While Indian courts have, historically, adopted a pattern of eschewing grant of


injunctions against invocation of bank guarantees, this order makes it evident that they
are aware of the unprecedented gravity of the Covid19 pandemic, and the significant
disruption it has caused to businesses all over the world. Significantly, the High Court
appears to have gleaned a broader definition of ‘special equities’ for granting such
injunctions and has taken possibly a practical and equitable approach to the same.
While this is an ad-interim injunction only, and the final hearing could yield a different
result, until such time, parties who find themselves in similar circumstances can be
hopeful that other Indian courts will also adopt such an approach, which may serve to
mitigate adverse financial impacts in an already difficult time.
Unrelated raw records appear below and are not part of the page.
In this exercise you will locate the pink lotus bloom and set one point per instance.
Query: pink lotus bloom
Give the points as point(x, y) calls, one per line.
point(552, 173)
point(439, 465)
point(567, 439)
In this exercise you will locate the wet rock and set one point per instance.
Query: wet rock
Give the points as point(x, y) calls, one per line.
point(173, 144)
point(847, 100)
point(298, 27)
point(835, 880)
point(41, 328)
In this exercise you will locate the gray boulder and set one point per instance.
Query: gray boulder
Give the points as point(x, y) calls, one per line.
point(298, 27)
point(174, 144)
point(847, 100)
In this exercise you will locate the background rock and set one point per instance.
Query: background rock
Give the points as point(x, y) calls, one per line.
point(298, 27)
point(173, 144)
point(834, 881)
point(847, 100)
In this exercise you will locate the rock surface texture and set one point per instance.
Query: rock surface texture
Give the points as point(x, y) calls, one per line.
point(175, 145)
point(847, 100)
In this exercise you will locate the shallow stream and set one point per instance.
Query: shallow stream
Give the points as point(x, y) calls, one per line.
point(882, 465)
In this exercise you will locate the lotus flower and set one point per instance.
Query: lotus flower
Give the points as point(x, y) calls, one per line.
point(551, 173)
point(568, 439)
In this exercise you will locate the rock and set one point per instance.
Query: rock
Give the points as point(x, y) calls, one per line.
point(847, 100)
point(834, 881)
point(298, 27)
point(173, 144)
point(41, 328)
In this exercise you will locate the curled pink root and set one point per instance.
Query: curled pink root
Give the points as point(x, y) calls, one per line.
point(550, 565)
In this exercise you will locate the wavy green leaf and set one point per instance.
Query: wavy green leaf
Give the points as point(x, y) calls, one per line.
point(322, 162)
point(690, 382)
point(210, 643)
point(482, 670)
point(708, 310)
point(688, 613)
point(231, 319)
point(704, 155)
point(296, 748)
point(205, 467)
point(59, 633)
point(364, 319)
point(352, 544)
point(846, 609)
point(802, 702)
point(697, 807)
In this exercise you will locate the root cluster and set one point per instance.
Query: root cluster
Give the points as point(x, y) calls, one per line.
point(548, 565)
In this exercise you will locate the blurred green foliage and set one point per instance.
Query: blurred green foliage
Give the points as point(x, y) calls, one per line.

Recently, the Bombay High Court (order dated 8 April 2020 in Comm Arb. Pet. Nos. 404
to 408 of 2020) in different factual circumstances had declined to grant an ad-interim
injunction restraining suppliers of steel products from invoking and encashing BGs.
Thus, as rightly stated by the Delhi High Court, each matter will be considered based on
its unique facts and circumstances and whether the pandemic has created special
equities therein will be dependent upon the same.

The lockdown caused due to the pandemic of COVID-19 could invoke the Force Majeure
clauses in a contract, however, parties cannot take shelter under this situation to hide
contractual breaches that have occurred before or escape from their contractual
obligations. As held by the Delhi High Court in the present case “Parties ought to be
compelled to adhere to contractual terms and conditions and excusing non-performance
would be only in exceptional situations.”